Provinsi Sulawesi Utara merupakan wilayah penghasil kelapa kedua terbesar di Indonesia. Nomor satunya Provinsi Riau. Data Badan Pusat Statistik (BPS) tahun 2022 mencatat produksi kelapa di Indonesia bertengger di 2,87 juta ton. Riau menyumbang 408.000 ton, sementara Sulawesi Utara 270.400.

Khusus Sulawesi Utara, sejumlah penelitian menunjukan bahwa para petani di sebagian besar sentra kelapa pada umumnya lebih cenderung mengolah kelapa menjadi kopra dan kelapa butiran. Masih banyak petani yang belum dapat memenuhi standar kualitas yang dibutuhkan industri minyak kelapa. Artinya perbandingan antara potensi dan produksi belum seimbang. Tak heran banyak desa-desa penghasil kelapa justru tidak menikmati hasil maksimal.

Lalu ada sebuah kelompok kecil petani. Jumlahnya hanya sembilan orang. Mereka berasal dari Desa Tiwoho. Sebuah wilayah pesisir terluar dalam wilayah Kabupaten Minahasa Utara, di Tanah Nyiur Melambai. Di sana banyak kelapa. Bahkan di beberapa lokasi, sejauh mata memandang yang terlihat hanya lambaian daun nyiur. Setelah itu pantai. Tidak ada lagi daratan. Kelompok ini mulai berani merajut asa untuk memperbaiki kualitas hidup. Tak seharusnya orang miskin hidup di atas tanah yang begitu kaya.

Bicara kelapa, dari akar hingga pucuk daun terakhir bisa menghasilkan sesuatu. Tidak ada yang terbuang. Semua bisa jadi duit. Itu sederhananya. Sesekali, cobalah jalan-jalan ke Desa Tiwoho. Sekedar lewat atau pun melepas penat. Terlihat jelas, kesejahteraan yang belum tuntas. Banyak yang masih berkutat di bawah garis kemiskinan. Minim fasilitas. Alasannya ya itu tadi, status sebagai desa, kampung, atau dusun. Padahal masyarakatnya dimanja dengan kelapa, sebuah komoditas penghasil uang.

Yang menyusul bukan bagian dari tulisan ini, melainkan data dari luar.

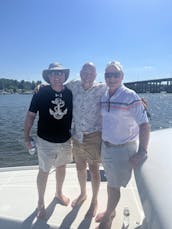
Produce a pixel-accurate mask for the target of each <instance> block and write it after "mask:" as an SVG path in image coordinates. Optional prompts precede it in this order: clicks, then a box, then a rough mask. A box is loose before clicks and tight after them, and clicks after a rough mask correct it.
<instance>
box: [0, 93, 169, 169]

Pak Daniel Sundana. Ia adalah Ketua Kelompok Sabata 23. Memimpin sembilan anggota. Semua petani kelapa. Masing-masing punya lahan sendiri. Anita Patolenganeng, Siske Mamuko, Diana Patras, Yeri Regar, Alfano Malendes, Charly Maramis, Sovia Muhammad, Bepy Matheos dan Terry Matheos. Itu sembilan nama anggota kelompok itu.

Pak Daniel itu kecil orangnya. Tidak terlihat otot kekar layaknya seorang petani kelapa. Kecuali kulit agak legam terbakar matahari. Ia cenderung lebih pendek dibandings ukuran rata-rata. Tapi satu hal yang beda. Ia punya mimpi besar. Ia punya cita-cita hebat.

“Kita suka mo punya pabrik minya kalapa sandiri kwa. For mo perbaiki tu kehidupan,” kata Pak Daniel.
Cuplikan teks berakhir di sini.